The National Museum, meanwhile, has a curious case of its own. It has not one but two boards: a board of visitors, which is a relic of the 1877 Act, and a caretaker board, set up in expectation of the "imminent" arrival of the 1997 Act. Implementation of the Act would regularise this situation, but Pat Wallace questions whether the type of board envisaged by the Act would be better for the museum. "The mere idea of a board doesn't confirm freedom. If you had a board doing its job in the way that the caretakers of the British Museum do theirs we could do an awful lot more. A board which would prioritise the policy and developmental needs of the museum; a board with a nationally respected chairperson which would attract more investment by impressing on government the need to develop the museum by realising the visions of the director and staff."

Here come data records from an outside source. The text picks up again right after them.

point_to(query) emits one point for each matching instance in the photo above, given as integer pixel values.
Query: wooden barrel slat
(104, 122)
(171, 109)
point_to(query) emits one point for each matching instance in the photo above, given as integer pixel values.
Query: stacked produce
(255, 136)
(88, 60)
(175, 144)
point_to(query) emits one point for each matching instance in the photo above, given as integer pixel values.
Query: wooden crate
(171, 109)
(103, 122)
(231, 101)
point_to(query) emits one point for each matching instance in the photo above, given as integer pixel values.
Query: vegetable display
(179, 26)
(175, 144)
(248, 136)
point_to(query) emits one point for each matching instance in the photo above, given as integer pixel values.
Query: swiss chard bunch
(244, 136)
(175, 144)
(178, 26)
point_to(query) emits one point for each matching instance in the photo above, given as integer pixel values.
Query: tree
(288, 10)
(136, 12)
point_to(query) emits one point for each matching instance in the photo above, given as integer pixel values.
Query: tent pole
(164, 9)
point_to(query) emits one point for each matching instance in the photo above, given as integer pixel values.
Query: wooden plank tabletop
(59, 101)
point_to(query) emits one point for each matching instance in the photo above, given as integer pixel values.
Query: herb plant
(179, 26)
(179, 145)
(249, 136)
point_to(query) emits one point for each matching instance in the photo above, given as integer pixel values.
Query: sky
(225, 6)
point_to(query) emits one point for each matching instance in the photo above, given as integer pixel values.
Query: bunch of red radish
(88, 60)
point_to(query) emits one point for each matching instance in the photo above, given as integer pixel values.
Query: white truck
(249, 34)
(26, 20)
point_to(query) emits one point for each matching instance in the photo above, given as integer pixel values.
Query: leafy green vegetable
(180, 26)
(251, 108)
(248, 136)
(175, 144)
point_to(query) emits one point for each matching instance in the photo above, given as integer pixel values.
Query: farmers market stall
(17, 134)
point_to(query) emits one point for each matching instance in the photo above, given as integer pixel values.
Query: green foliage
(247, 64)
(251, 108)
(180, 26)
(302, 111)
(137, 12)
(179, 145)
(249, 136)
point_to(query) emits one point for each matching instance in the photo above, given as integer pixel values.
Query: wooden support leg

He believes that under the new Act the board is designed to be a kind of über- director: more of a restriction than a liberation. "The wording is very strange. For instance, if you read the Act there's a threat under the National Monuments Act that the role of the museum in its consultative capacity vis-à-vis artefacts from excavations, et cetera, would be taken away. Now does that sound like more freedom? It isn't. It's the end of the freedom."
In the coming weeks, it is said, the Department of Arts, Sport and Tourism will be involved in detailed discussions with the Department of Finance about the implications of the Act. Money will be at the centre of those discussions, and April 1st may see many of the questions answered. Cynicism aside, however, the future of our national treasures is a question that should, if it is asked properly, go way, way beyond price.